I was reading this web page about interchange symmetry for states with identical particles here:

http://quantummechanics.ucsd.edu/ph130a/130_notes/node317.html

The article states that the highest total angular momentum state will always be symmetric under interchange and the next highest state is antisymmetric.

So my questions is:

Why does the symmetry of the angular momentum wave function alternate? How to prove it?

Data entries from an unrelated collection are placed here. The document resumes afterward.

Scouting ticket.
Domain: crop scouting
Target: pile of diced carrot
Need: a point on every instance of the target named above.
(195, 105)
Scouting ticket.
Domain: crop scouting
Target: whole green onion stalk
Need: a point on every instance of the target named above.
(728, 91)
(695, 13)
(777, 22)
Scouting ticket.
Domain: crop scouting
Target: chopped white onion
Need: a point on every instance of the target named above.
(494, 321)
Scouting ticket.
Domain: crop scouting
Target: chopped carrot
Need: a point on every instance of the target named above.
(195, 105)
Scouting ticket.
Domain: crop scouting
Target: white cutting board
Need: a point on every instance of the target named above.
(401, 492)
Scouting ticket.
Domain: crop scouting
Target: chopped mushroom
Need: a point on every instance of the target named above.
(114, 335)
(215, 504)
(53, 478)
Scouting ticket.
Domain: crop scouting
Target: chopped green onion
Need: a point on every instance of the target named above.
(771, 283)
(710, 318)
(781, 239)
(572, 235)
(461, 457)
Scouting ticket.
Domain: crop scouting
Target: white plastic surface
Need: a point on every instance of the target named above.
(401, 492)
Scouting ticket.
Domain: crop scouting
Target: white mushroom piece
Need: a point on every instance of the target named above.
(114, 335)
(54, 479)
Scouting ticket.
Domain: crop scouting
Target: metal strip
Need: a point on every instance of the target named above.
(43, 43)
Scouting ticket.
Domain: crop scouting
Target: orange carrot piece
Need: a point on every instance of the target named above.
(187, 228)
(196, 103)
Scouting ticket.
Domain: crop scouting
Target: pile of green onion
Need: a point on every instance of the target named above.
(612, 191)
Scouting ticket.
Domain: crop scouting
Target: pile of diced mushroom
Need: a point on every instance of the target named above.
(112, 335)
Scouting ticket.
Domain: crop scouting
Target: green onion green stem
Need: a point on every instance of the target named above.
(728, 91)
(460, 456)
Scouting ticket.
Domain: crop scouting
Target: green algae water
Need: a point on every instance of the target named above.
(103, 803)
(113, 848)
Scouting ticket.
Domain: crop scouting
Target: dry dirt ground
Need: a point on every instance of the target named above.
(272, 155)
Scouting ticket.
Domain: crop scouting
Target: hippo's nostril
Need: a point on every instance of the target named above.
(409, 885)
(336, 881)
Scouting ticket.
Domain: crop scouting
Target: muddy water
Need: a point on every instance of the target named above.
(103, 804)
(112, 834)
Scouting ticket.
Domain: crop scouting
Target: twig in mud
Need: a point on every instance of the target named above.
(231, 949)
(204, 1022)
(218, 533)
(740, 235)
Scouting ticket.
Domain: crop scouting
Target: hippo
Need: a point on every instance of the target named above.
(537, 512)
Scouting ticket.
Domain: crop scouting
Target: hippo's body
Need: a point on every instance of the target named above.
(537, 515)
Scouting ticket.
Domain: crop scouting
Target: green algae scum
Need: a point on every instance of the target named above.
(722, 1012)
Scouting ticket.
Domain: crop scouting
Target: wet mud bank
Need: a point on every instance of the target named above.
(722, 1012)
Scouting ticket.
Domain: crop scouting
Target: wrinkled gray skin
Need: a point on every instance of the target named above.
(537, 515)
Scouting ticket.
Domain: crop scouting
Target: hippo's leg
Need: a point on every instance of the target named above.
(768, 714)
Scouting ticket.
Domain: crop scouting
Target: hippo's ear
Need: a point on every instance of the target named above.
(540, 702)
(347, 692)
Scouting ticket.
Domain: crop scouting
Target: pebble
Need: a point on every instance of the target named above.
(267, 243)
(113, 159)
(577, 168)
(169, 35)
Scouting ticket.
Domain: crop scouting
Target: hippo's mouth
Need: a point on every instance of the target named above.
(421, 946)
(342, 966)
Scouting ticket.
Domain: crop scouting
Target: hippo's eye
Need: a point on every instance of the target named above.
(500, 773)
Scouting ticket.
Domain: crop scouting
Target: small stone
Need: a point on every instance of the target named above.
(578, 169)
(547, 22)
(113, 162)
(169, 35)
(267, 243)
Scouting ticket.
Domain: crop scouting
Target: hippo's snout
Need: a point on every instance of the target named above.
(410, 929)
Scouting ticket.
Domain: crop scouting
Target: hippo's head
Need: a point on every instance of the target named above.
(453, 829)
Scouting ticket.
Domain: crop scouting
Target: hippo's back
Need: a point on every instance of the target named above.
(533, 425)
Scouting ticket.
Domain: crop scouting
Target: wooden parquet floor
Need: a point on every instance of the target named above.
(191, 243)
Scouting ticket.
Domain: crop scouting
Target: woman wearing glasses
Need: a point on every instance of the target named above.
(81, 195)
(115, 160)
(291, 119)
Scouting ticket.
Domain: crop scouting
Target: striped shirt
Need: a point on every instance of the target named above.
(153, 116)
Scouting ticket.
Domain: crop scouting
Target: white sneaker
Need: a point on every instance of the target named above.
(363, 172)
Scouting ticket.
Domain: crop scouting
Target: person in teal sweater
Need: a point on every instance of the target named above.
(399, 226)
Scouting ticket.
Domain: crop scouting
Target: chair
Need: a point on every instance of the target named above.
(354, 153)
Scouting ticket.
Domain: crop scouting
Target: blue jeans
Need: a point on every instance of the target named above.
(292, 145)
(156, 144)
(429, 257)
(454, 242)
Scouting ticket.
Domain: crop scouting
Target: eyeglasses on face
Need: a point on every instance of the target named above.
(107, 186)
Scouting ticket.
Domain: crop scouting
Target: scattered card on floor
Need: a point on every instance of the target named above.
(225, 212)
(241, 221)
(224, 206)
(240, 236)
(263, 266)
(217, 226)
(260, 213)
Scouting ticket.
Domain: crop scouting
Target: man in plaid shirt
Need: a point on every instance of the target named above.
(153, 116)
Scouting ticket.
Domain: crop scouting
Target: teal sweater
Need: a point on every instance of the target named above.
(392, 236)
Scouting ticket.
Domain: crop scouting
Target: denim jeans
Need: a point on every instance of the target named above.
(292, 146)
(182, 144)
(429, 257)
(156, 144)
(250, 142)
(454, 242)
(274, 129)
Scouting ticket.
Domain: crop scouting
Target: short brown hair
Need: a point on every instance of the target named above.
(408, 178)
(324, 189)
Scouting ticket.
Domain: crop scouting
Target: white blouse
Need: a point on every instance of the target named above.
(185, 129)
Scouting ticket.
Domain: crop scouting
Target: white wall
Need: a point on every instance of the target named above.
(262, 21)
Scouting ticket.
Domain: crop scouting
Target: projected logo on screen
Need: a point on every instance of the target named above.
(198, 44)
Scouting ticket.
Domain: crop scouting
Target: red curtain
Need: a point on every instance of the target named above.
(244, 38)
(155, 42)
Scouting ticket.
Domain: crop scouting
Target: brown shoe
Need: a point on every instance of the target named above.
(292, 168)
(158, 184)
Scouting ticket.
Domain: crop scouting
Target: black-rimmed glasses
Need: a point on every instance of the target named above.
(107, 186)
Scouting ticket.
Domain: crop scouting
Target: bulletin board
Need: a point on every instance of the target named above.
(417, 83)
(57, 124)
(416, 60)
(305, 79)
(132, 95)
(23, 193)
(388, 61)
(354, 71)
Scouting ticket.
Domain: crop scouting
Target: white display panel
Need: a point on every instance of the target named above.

• Relevant things to google or otherwise investigate: Permutation group, young tableaux, representation theory and young tableaux, young tableaux and angular momentum. You might find the following useful: hep.caltech.edu/~fcp/math/groupTheory/young.pdf – joshphysics Jun 10 '14 at 6:53

Let there be two identical particles with angular momentum operators $$J_1, J_2$$ having the value $$j$$.
A state in the joined angular momentum basis will be $$|J, m\rangle$$
A state in the separated angular momentum basis will be $$|m1, m2\rangle$$
We shall observe the state with the highest azimuthal component $$m = j + j = 2j$$
$$|J=2j,m=2j\rangle = |m_1=j,m_2=j\rangle$$
It is easy to see that the state is symmetrical under interchange. The $$J_-$$ operator is commuting with the permutation operator, hence every $$|J=2j,m\rangle$$ state is also symmetrical under interchange.
Next, we know that $$|J=2j-1,m=2j-1\rangle = const * (|m_1=j,m_2=j-1\rangle - |m_1=j-1,m_2=j\rangle)$$ We can see that this next state with lower total angular is anti-symmetrical, and because of the previous statement every $$|2j-1,m\rangle$$ state is also symmetrical under interchange.
We can repeat this process down to the desired value of $$J$$